Sermons

Summary: Peace is not the product of circumstances, but the promise of God's ever-present help.

I found this joke in Reader’s Digest a few months ago. Avocado: “I’m not ripe yet. I’m still not ripe. Nope, not yet. Whoops. I spoiled while you stepped out to use the washroom.”

If you don’t eat fresh avocado you might not get the joke, but avocado is a fruit that has a notoriously short window for being ripe and ready to eat. If you cut it open too soon, the green pulp inside is woody and hard to dig out. But if you wait too long, the inside turns into a nasty brown mush. Since the window for a ripe, ready to eat avocado is so short one can hardly say that it is a fruit that is always in season.

And you might feel that way about the fruit of the Spirit that we’re going to study today: peace. Just think of your week. How often did you enjoy peace? Perhaps when you finally sat down to have a nice calming cup of tea, the phone rang shattering the silence and bringing you news that was upsetting. Or even though you were able to take a nice long walk to enjoy the beauty of spring, peace was still elusive because your mind kept filling with the challenges you’re facing right now. So how can we say that peace is a fruit that is always in season? Because like all the other fruit that we are studying, peace is not produced by circumstance, but by the constant calming presence of God. Our text this morning makes that clear even though it never uses the word peace.

Listen again to the opening words of Psalm 46. “God is our refuge and strength, an ever-present help in trouble. 2 Therefore we will not fear, though the earth give way and the mountains fall into the heart of the sea, 3 though its waters roar and foam and the mountains quake with their surging” (Psalm 46:1-3).

What I like about Psalm 46 is how contemporary it feels. What I mean is that it doesn’t describe some fairy-tale sort of world where everything is perfect and nice. It describes a world that is not just turning but churning! Earthquakes. Tsunamis. Tornados. Hurricanes. Famine. These natural disasters continually shake our planet and often our lives. So where is God when those things are happening? Well, according to Psalm 46, he’s right there. He’s an ever-present help in trouble. Your God is not a God who is far off. He is a God who is in your midst. The psalmist went on to write: “There is a river whose streams make glad the city of God, the holy place where the Most High dwells. 5 God is within her, she will not fall; God will help her at break of day” (Psalm 46:4, 5).
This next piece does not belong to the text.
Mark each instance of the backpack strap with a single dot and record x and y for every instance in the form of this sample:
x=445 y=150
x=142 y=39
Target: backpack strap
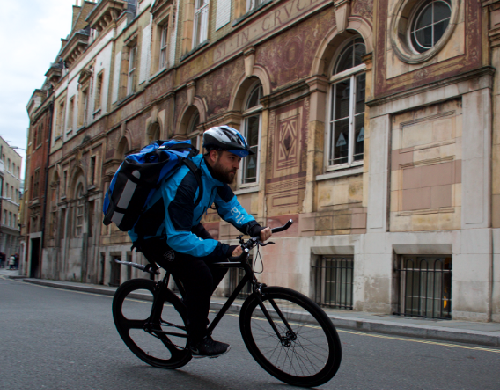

The city of God that the psalmist speaks about is not Jerusalem. There is no river that runs through that city. What he’s talking about is the Church, the gathering of God’s people. God is in our midst. He will help us at break of day. Think of what that means. It means that he is with you through the darkest parts of the night. And he’s also there right from the beginning. God is not like that co-worker who has a knack of showing up for the group project when everything is just about finished.

But how do we know that God is really here with us? As far as I know, Christians face the same financial challenges that non-Christians do. They get sick as non-Christians do. They even die at the same rate: one death per person. How then can we say that God is in our midst? Well our psalmist never said that God would keep away the natural disasters. It says that we do not have to fear those disasters. We can have peace even when we are being strangled to death by them. Here’s why, says the prophet Isaiah in one of my favorite passages in the Bible: “The righteous perish, and no one takes it to heart; the devout are taken away, and no one understands that the righteous are taken away to be spared from evil. 2 Those who walk uprightly enter into peace; they find rest as they lie in death” (Isaiah 57:1, 2).

Doesn’t that passage put a smile on your lips? It’s a living example of what the psalmist meant when he said: “There is a river whose streams make glad the city of God” (Psalm 46:4). That Isaiah passage is a stream from that river. It just flowed into your hearts bringing you peace by assuring that even in death God is there and has a purpose. His purpose is to give you rest. His purpose is to snap you out of this world and to bring you to heaven where everything is perfectly peaceful all of the time and will be forever.